Dani Jumadil Akhir, Jurnalis · Selasa 04 Agustus 2015 11:21 WIB
https: img.okezone.com content 2015 08 04 320 1190151 jokowi-ingin-bagi-bioskop-jadi-tiga-kelas-ZoWHoEDhaY.jpg Ilustrasi: (Foto: Okezone)

TANGERANG - Presiden Joko Widodo (Jokowi) siap mendukung permintaan dari pelaku industri ekonomi kreatif, khususnya sektor industri perfilman dalam menambah jumlah bioskop di Indonesia yang dapat menyiarkan film pendek. Pasalnya, pembuat film pendek Lucky Kuswandi saat dialog komunitas kreatif menyampaikan keluhan tentang masih minimnya bioskop.

Mantan gubernur DKI Jakarta akan menciptakan kebijakan yang baru dalam mempermudah investasi bioskop di Indonesia.

"‎Saya tidak ingin menyampaikan banyak tapi akan kita siapkan regulasi yang mendukung baik untuk memperbanyak bioskop, dan saya yakin dengan pasar yang besar sekali akan sangat menarik bagi investasi untuk memperbanyak bioskop‎," ucap Jokowi di Indonesia Convention Exhibition (ICE), BSD City, Selasa (4/8/2015).

Jokowi pun mengapresiasi komitmen salah satu pengembang properti yang sudah menyatakan komitmen akan membangun sekira 2.000 bioskop yang tersebar di seluruh Indonesia. Akan tetapi, Jokowi menggarisi satu hal.

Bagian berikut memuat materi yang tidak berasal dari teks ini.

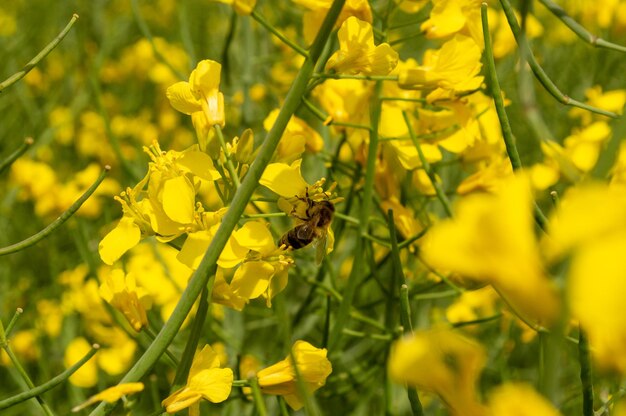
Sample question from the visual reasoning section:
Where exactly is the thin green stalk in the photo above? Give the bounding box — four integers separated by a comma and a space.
0, 166, 111, 256
312, 73, 398, 81
248, 377, 267, 416
452, 313, 502, 328
2, 343, 54, 416
539, 0, 626, 52
494, 0, 619, 118
130, 0, 187, 80
0, 13, 78, 93
0, 137, 35, 174
0, 308, 24, 339
578, 328, 594, 416
402, 111, 452, 217
328, 81, 382, 352
250, 10, 309, 58
213, 124, 241, 189
170, 287, 208, 391
302, 97, 370, 130
389, 32, 424, 46
143, 327, 180, 368
0, 344, 100, 410
480, 4, 548, 230
91, 0, 345, 416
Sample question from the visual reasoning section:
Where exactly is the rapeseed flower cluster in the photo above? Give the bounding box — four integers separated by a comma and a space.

Jokowi menjelaskan, hal tersebut adalah dalam pembangunan bioskop ke depan harus dibagi menjadi tiga kelas bioskop, yaitu premier (atas), menengah, dan kecil. Dengan tiga kategori tersebut, Jokowi berharap dapat memberikan kesempatan bagi masyarakat kecil untuk merasakan menonton film di bioskop dan hadirnya film pendek.

‎"Saya ingat dulu saya kalau nonton bioskop, film-film baru keluarnya di biskop yang kelas atas, baru setelah satu tahun keluar filmnya di bioskop yang kecil, saya nonton di situ, tapi tidak apa-apa yang penting masyarakat bisa nonton semua," papar Jokowi.

Lanjut Jokowi mengatakan, kebijakan-kebijakan ini akan dimaksimalkan dengan hadirnya Badan Ekonomi Kreatif (BEK) yang dikepalai oleh Triawan Munaf dan menjadikan BEK sebagai jembatan para pelaku industri kreatif dengan pemerintah.

"Keinginan kita bangun Badan Ekonomi Kreatif arahnya ke situ, supaya kita lebih lincah lagi memberikan dukungan ke industri kreatif, Badan Ekonomi Kreatif kalau bagus kerjanya kenapa tidak akan jadi Kementerian Ekonomi Kreatif, ini masih tahapan awal," tukasnya.